The three brothers answered that the recent incident was caused by a power outage and failed water pump, which the brothers said was repaired within a day.
“The building is almost 100 years old and the previous owner neglected it,” Peter Apostolopoulos said. “We have spent millions updating the building.”
His father was always looking for new business opportunities. When he bought the Pontiac Silverdome, he noticed a small cheque came in that he and his sons couldn’t place. He learned it was a payment for a billboard on the site. From then on he was always on the lookout for properties with billboards.

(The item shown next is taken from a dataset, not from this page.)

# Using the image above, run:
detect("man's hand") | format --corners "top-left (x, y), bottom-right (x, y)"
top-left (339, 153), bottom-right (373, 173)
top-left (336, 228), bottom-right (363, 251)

One of his latest deals was building a huge casino, called Durham Live, in Pickering, a Toronto suburb. Its opening has been stalled by the pandemic lockdown.
“Our father was smart, sharp, quick-witted and a caring man, even more so as he got older,” his son Steve said. From the start Andreas Apostolopoulos was a frugal man, always a saver. “He was not flashy, did not care for name brands or look at what people had or what they were wearing as a marker for their character or worth as a human being, He had no biases, and couldn’t care less about your skin colour, social status, net worth or religion.”
He had no outside interests, apart from work and family, and no bad habits – didn’t smoke and was a light drinker – though he occasionally liked to play cards with Greek friends on the Danforth in Toronto. He was proud of his success and had one piece of advice: “You can’t get to the top without starting from the bottom.”
Mr. Apostolopoulos leaves his wife, Joanna; three sons, Jim, Peter and Steve; and five grandchildren.